Il y avait à peine trois jours qu’Ivan Ogareff était arrivé à Omsk, et, sans leur funeste rencontre à Ichim, sans l’événement qui venait de le retenir trois jours sur les bords de l’Irtyche, Michel Strogoff l’eût évidemment devancé sur la route d’Irkoutsk !

Et qui sait combien de malheurs eussent été évités dans l’avenir !

En tout cas, et plus que jamais, Michel Strogoff devait fuir Ivan Ogareff et faire en sorte de ne point en être vu. Lorsque le moment serait venu de se rencontrer avec lui face à face, il saurait le retrouver, — fut-il maître de la Sibérie toute entière !

Le moujik et lui reprirent donc leur course à travers la ville, et ils arrivèrent à la maison de poste. Quitter Omsk par une des brèches de l’enceinte ne serait pas difficile, la nuit venue. Quant à racheter une voiture pour remplacer le tarentass, ce fut impossible. Il n’y en avait ni à louer ni à vendre. Mais quel besoin Michel Strogoff avait-il d’une voiture maintenant ? N’était-il pas seul, hélas ! à voyager ? Un cheval devait lui suffire, et, très-heureusement, ce cheval, il put se le procurer. C’était un animal de fond, apte à supporter de longues fatigues, et dont Michel Strogoff, habile cavalier, pourrait tirer un bon parti.

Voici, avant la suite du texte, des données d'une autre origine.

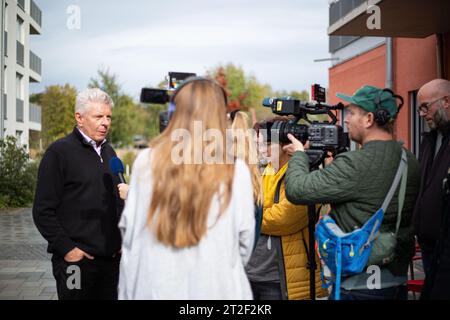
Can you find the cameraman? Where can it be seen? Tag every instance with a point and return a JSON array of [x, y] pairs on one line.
[[278, 267], [356, 183]]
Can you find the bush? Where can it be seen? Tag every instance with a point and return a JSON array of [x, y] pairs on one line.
[[18, 174]]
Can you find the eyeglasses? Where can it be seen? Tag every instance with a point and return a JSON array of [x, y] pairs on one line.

Le cheval fut payé un haut prix, et, quelques minutes plus tard, il était prêt à partir.

Il était alors quatre heures du soir.

Michel Strogoff, obligé d’attendre la nuit pour franchir l’enceinte, mais ne voulant pas se montrer dans les rues d’Omsk, resta dans la maison de poste, et, là, il se fit servir quelque nourriture.

Il y avait grande affluence dans la salle commune. Ainsi que cela se passait dans les gares russes, les habitants, très-anxieux, venaient y chercher des nouvelles. On parlait de l’arrivée prochaine d’un corps de troupes moscovites, non pas à Omsk, mais à Tomsk, — corps destiné à reprendre cette ville sur les Tartares de Féofar-Khan.

Michel Strogoff prêtait une oreille attentive à tout ce qui se disait, mais il ne se mêlait point aux conversations.